6(体育祭)


「せんせー、



俺が一位になる。」

沸き起こる凄まじいブーイングの中、溢れ出す思いを押さえ込むため私は一人ぐっと唇を噛んだ。

今日も推しが推しで尊い。





ついに雄英体育祭が始まった。
ヒーロー志望ではない私からすれば最高のイベント(断じて単なる学校の一行事などではない)だが、優勝更には世間への自己アピールを狙っているクラスメイトや他クラスの子達の目はギラついていて打倒A組の文字が見えた気がする。あまりの真剣さに迂闊に声はかけられない。モブはモブらしく枠の外から応援しようと心に決めた。
オリンピック選手さながらの入場を終え、インテリ系(笑)の私ともう一人のインテリ系、高校の友達はクラスの後ろの方へと並ぶ。あと2回は日本代表気分を味わえるのかー。貴重だなー。

「うわミッドナイト先生エロいなー。男子高校生にあれって大丈夫なの?」
「あれが許されるってすごい世界だよね。」
「世界って。」

思わず漏れた本音に高校の友達が笑う。しかしあの危ない格好で立派なヒーローとして認められるって、元の世界の日本じゃ考えられない。この世界の日本はどうもいろいろ緩い気がするが、まあ、漫画の世界?だしなあ。
選手宣誓を終えた勝己君が元の場所に戻ったあたりで、ミッドナイトの声と共に種目の発表が始まった。ドゥルルルとシャッフルが行われみんな焦らされているが、競技名どころか内容も知っている私は落ち着いている。

「コレ!!」

ミッドナイトが差した方向には、案の定大きく書かれた“障害物競走”という文字があった。
「4キロかー…、長いなあ。」 ミッドナイトの説明を聞いた高校の友達の言葉に、距離の問題じゃないだろと心の中でツッコんだ。なんでもありの障害物競走だよ?個性使い放題ってことだよ?個性使い放題の生徒への障害なんて、私みたいな激弱個性にとっては一歩間違えれば死ぬやつだよね??
どんな障害かはなんとなく覚えているので多少は頑張るけれど、生きて戻ることを目標にした。個性使えばある意味一着でゴールできるんだけどな、幽体だけど…。
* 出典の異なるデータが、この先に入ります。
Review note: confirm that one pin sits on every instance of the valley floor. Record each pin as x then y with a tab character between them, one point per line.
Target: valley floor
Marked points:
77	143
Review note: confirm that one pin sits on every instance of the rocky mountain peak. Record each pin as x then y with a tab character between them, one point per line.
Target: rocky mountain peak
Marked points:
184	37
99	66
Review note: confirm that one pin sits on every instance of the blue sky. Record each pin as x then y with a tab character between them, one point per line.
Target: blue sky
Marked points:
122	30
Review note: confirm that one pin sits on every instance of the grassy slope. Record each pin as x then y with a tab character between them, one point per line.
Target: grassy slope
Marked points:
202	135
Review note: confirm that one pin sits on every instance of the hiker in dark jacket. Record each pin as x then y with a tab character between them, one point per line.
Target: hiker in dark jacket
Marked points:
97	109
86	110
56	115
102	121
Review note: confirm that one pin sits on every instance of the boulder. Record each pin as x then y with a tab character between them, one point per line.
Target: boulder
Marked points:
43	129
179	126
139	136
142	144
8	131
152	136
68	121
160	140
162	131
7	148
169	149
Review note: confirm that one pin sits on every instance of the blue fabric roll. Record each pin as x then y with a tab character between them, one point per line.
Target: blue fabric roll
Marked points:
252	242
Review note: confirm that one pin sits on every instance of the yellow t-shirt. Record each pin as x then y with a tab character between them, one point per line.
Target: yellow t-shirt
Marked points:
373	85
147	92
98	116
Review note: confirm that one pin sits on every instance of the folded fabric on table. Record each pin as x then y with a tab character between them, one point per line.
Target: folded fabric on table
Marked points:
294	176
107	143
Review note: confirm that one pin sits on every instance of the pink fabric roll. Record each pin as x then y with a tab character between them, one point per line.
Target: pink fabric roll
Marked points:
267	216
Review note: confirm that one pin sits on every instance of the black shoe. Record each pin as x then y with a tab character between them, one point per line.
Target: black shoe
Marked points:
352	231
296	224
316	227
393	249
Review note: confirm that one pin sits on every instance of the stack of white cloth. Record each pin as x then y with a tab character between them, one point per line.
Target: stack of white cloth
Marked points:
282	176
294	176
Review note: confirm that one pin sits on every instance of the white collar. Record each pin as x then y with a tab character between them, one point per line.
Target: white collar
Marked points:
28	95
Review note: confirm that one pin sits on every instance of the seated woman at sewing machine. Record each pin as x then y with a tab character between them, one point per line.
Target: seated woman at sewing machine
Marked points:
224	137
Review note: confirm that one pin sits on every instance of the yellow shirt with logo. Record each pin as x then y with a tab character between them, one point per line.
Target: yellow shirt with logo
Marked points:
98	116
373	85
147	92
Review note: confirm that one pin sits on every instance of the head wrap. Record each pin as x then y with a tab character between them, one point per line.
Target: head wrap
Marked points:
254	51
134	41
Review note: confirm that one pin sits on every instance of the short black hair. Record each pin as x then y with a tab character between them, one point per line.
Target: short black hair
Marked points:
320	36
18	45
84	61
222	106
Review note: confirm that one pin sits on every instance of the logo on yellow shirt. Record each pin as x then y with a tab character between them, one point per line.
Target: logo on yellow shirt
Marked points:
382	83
すぐに始まるらしく、大きな音をたててスタート位置のゲートが開き始めた。選手宣誓からの競技が早すぎる、一切の余韻もない。クラスメイトたちのアドバイス通り準備体操をしておいてよかった。
前方にあるランプの一つが点灯する。あのゲート、確か狭くてぎゅうぎゅうなんだよな。
もう一つランプが点灯する。フィジカルに自信はないから圧死しないようにしないと。
最後のランプが点灯し、一斉にみんながダッシュした。遅れをとらないよう私も足を動かす。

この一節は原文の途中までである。